Nada sencilla se podía presentar la faena de abordar la enigmática vida de Francisco Goitia. Su obra, revisada a través de la evolución que experimentó con el paso de los años, evidentemente arroja luces sobre la existencia del pintor; pero, inevitablemente, también despide muchas sombras. Y, más allá de su trabajo artístico, es muy poco lo que se conoce acerca de quién era en realidad Goitia, el ser humano del que surgió el artista. Se sabe que fue un hombre reservado en extremo, de poquísimas palabras; que tenía una estrecha y peculiar relación con Dios; y, por supuesto, que poseía un talento privilegiado para la pintura, que perfeccionó durante sus estudios de artes plásticas, primero en la Academia de San Carlos, más tarde en Barcelona, y luego viajando por Italia, pero que asumió como una misión de autoconocimiento que lo ayudaría a descifrar sus incisivas dudas existenciales y, al mismo tiempo, le permitiría explorar el alma de los mexicanos menos favorecidos.
Diego López, director del filme, quien tiene por segundo apellido Rivera (siendo nieto de aquel otro Diego), al decidir acometer el desafío de recrear la vida de Goitia en la pantalla grande, tuvo que sumirse en una exhaustiva investigación para engendrar un Goitia verídico, real.
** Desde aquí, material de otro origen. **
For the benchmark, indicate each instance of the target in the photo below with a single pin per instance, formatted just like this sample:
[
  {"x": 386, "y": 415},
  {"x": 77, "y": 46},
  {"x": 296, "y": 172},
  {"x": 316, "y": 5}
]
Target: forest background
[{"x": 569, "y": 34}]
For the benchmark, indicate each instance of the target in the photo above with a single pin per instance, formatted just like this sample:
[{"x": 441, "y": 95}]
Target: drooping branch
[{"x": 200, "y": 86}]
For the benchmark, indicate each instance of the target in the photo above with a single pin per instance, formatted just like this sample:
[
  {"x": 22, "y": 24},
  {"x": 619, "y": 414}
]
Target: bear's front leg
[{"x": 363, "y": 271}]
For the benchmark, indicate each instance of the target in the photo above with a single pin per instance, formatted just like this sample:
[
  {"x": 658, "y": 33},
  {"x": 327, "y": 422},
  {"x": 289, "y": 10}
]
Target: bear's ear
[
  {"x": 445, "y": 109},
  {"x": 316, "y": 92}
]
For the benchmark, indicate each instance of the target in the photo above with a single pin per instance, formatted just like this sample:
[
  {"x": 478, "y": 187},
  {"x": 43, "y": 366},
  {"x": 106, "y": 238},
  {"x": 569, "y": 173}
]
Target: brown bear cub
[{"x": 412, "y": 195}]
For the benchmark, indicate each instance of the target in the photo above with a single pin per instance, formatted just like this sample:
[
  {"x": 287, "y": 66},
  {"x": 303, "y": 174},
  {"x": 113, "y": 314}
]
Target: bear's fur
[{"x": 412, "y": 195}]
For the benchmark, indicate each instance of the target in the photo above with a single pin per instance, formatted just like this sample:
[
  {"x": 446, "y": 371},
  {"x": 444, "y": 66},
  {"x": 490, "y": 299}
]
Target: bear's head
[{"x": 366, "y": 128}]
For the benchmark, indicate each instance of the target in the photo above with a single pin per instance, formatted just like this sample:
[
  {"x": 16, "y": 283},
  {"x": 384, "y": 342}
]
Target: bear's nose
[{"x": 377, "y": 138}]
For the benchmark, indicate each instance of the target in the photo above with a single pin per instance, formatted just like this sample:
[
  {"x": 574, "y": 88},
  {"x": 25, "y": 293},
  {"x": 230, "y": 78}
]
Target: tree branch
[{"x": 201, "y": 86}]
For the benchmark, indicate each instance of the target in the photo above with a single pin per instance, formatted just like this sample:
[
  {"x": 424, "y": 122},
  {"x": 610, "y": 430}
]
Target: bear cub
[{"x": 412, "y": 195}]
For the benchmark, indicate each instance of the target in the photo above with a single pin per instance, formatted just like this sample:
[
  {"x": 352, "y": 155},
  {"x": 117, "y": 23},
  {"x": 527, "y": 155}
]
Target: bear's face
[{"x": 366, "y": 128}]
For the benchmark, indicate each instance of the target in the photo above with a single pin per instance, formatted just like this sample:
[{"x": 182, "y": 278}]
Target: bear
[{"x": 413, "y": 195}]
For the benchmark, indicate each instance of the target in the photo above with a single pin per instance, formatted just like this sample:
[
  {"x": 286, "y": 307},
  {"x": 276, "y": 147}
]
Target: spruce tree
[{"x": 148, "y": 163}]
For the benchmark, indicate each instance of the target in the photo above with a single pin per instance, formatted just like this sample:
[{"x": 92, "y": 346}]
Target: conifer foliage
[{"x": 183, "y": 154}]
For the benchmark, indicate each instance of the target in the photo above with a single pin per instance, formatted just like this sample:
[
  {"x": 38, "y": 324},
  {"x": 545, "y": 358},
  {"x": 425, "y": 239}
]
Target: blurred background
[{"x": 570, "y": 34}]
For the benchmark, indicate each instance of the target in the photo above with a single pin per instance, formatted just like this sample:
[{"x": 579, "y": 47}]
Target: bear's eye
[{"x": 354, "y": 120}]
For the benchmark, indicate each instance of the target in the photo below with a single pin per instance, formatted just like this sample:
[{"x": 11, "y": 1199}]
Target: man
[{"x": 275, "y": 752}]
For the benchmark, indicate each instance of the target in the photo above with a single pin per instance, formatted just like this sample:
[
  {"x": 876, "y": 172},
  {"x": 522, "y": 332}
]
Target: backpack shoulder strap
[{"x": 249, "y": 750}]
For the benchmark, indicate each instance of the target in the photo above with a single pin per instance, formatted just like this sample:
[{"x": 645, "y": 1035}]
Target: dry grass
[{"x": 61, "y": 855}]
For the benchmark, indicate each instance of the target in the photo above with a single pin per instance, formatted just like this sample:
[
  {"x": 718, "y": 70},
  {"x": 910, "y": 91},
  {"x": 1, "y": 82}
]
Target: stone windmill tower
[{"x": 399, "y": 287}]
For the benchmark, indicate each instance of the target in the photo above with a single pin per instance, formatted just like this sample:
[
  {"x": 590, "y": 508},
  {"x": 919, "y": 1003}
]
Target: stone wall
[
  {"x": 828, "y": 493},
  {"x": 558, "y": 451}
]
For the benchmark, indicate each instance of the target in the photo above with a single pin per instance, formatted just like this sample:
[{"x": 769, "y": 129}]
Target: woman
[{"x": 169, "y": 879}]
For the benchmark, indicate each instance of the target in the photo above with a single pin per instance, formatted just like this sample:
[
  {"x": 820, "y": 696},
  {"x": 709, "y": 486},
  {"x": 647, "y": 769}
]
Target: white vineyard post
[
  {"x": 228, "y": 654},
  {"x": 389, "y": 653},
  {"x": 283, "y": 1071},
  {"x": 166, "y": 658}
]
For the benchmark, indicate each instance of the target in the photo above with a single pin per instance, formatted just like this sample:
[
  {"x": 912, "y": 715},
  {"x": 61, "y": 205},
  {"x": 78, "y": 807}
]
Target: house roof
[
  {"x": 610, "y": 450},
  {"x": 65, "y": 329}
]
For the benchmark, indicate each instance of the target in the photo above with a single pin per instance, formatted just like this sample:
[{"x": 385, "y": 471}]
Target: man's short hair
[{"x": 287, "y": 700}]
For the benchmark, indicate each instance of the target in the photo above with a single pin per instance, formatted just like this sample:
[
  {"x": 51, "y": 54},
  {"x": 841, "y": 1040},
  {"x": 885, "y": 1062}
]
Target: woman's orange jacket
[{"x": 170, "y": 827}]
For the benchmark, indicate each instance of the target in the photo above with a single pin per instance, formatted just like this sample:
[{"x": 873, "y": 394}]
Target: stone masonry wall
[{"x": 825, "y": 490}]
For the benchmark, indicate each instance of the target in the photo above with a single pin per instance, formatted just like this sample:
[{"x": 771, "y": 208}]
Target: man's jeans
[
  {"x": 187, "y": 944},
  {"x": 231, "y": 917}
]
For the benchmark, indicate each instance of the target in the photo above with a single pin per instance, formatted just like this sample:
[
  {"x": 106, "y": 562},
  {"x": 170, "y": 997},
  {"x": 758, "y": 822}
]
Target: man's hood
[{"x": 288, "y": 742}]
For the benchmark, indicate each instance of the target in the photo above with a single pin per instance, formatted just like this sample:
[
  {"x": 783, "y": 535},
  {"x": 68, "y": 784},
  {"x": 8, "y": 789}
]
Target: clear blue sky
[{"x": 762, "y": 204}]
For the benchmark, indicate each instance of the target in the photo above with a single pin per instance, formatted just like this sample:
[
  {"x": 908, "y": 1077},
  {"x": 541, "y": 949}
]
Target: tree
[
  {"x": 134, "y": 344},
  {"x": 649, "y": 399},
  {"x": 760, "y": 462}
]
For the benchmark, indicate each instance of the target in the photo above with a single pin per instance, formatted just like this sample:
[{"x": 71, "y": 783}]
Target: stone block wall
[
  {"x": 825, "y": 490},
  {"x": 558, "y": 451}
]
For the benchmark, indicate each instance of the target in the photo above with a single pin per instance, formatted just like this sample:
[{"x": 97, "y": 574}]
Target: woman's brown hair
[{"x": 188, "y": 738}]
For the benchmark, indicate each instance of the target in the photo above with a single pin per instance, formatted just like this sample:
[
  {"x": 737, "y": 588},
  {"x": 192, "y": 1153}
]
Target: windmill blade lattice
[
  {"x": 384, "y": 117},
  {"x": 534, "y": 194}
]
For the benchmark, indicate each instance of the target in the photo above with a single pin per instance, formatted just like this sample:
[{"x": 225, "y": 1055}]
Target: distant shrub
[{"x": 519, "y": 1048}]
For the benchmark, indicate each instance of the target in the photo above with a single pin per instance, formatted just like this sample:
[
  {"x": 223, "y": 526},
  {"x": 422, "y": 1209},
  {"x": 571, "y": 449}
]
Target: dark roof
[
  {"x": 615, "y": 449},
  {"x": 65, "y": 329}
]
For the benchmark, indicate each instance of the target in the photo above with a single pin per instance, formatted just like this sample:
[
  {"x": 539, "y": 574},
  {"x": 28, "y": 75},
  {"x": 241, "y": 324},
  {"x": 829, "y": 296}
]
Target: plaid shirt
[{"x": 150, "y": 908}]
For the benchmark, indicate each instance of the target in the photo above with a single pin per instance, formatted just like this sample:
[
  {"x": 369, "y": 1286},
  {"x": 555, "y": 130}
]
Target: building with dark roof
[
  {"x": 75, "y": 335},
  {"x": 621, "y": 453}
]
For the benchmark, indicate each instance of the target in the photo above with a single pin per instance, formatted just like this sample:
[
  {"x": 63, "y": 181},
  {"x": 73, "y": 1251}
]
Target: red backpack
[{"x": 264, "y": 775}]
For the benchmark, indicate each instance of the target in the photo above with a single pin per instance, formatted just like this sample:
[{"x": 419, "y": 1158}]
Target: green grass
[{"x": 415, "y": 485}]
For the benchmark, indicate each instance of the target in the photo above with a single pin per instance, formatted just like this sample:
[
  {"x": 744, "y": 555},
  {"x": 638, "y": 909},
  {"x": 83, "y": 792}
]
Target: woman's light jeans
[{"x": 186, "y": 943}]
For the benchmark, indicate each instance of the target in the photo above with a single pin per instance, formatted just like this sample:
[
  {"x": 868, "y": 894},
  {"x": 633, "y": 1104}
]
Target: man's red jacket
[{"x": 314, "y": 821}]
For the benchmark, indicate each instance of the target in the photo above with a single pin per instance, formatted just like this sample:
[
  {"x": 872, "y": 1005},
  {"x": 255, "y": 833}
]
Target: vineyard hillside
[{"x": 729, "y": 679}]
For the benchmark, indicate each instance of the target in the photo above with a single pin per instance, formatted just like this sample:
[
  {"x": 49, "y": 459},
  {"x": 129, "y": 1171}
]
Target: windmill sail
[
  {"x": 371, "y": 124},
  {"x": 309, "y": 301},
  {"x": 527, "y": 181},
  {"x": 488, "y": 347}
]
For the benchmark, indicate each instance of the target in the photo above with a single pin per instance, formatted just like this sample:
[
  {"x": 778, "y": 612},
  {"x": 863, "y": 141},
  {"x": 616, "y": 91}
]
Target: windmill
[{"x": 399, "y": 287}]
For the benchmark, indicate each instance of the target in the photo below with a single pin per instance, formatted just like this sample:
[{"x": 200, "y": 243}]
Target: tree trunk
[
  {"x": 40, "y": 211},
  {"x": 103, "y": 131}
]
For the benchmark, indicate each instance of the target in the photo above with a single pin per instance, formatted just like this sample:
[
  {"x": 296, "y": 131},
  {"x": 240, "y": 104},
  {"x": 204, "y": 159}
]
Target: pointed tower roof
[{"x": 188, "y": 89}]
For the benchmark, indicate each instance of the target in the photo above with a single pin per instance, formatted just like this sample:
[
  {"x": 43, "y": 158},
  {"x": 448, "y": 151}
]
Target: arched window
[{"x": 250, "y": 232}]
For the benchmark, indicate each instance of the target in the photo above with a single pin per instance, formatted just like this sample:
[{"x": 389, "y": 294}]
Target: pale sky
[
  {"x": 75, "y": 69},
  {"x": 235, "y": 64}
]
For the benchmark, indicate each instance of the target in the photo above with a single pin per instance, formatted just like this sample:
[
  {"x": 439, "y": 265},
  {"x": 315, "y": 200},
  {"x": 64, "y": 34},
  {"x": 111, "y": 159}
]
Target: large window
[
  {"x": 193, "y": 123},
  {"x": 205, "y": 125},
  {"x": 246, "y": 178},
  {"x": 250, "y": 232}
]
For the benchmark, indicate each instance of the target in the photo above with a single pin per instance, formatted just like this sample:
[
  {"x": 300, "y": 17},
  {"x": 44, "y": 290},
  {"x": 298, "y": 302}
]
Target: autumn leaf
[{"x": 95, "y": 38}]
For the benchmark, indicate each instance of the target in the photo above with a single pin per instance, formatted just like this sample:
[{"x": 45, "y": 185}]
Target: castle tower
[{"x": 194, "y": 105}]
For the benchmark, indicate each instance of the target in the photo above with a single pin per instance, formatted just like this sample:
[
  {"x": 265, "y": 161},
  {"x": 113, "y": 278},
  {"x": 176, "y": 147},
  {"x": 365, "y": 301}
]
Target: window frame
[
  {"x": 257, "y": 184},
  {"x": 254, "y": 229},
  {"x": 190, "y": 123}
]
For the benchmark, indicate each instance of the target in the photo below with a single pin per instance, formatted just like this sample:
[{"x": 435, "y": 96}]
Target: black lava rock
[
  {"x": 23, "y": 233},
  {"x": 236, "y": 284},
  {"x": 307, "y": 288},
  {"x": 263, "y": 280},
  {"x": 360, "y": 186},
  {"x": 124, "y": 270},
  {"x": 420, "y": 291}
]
Escaseaban las fuentes históricas y la exigua información disponible sobre él era, además, en ocasiones contradictoria. Con un campo de acción tan restringido, López necesitó de la fundamental aportación de José Carlos Ruiz, el actor al que invitó para encargarse de la interpretación de Goitia. Entre los dos, mediante un trabajo de auscultación de cada testimonio a su disposición, y del impulso creativo de su imaginación, fecundaron un personaje complejo, a un tiempo provisto de un talento extraordinario y oprimido por una devastadora angustia interior.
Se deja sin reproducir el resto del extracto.